Mr. Loury is a balanced interpreter of American society, so he preditably criticizes both liberals and conservatives for their "simplistic" approaches to resolving racial misunderstandings that all too often contribute to the creation of unnecessary conflicts between the races. Although this is not a "break-through" book many others share the author's opinions it is thought-provoking and insightful and the author's musings on a variety of sensitive subjects certainly merit our attention.

In his most recent book, The Envy of the World: On Being a Black Man in America (Washington Square, $22, 163 pages) Ellis Cose, a contributing editor for Newsweek, has produced a provocative statement on the plight of African-American males. As he says in his opening chapter: "To put it bluntly, we are watching the largest group of black males in history stumbling through life with a ball and chain wrappped around their legs."
He continues: "The statistics would be shocking were they not so familiar. Some 792,000 black males a record number were in U.S. prisons and jails as of June, 2000. Unless we somehow change our present course, one out of four black boys will spend at least a part of his life locked down."
The author studiously examines the seductive, siren-like "call" of the streets that causes so many black males to engage in a fruitless life of drugs, theft, murder, alcohol abuse, abandonment of family and various other familiar forms of self-destructive behavior.
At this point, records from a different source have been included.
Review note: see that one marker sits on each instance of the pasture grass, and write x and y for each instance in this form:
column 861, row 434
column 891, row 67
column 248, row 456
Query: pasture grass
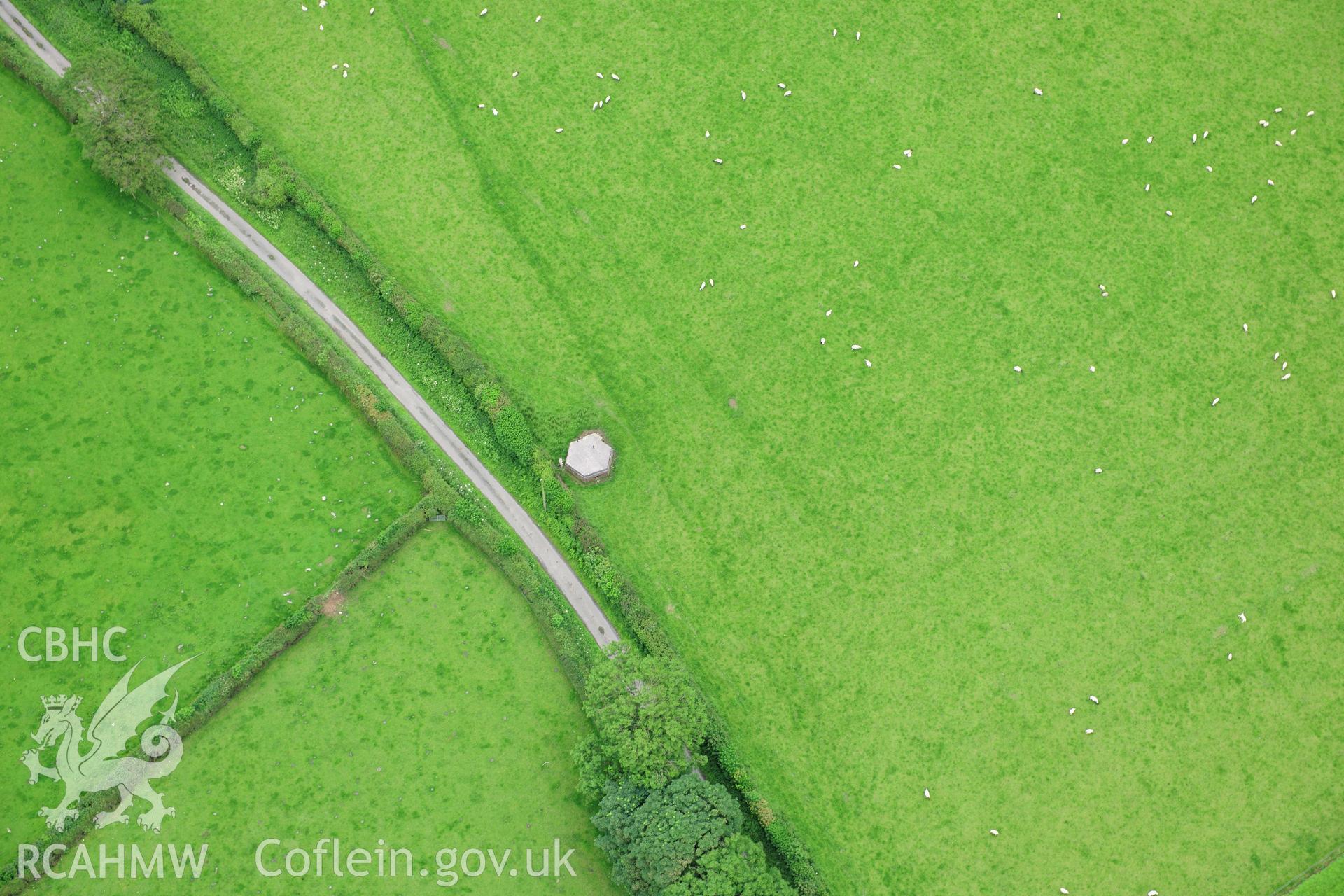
column 902, row 577
column 169, row 464
column 428, row 715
Mr. Cose is at his best when confronting the thorny issue of black males and their widespread rejection of the pursuit of higher education. The idea sadly embraced by so many is that somehow it has become "unmanly," even a "white thing," to want to be as well educated as possible. The author correctly sees such an attitude as an insult to all of those blacks of much earlier eras and of today as well who tirelessly mined their talent and tenacity for the betterment of themselves and their families and their communities.
Mr. Cose's anger is directed largely toward those confused blacks who feel that their social "failure" is a symbol of their "success" in retaining their depraved image of the essence of what it means to be truly black. Such a perverse perception is not only absurd but dangerous as well. Nonetheless, it is celebrated in the world of black entertainment, which exercises a profound influence on the visions and values of African-American youth.
What seems to disturb Mr. Cose the most is the fact that in spite of the pervasive presence of white racism, America is the land of opportunity. Yet so many black males refuse to chart a path that would allow them to grow and compete in such a society.
Those black leaders who choose to exploit racial animosity and extol the "virtues" of victimhood do so at great risk and can easily make an already bad situation much worse. If the issues that Mr. Cose addresses are not confronted immediately we my find that we have lost a sizable portion of a whole generation of black males.
In the final analysis, what angered self-educated Frederick Douglass most about slavery was not its degrading humiliation and physical brutality but its sheer waste of human talent and potential. What would Douglass think if he were alive today, witnessing so many of his people re-enslvaing themselves by choosing to be ignorant and indifferent with regard to the consequences of their choices and their conduct?

Edward C. Smith is the director of American Studies at American University.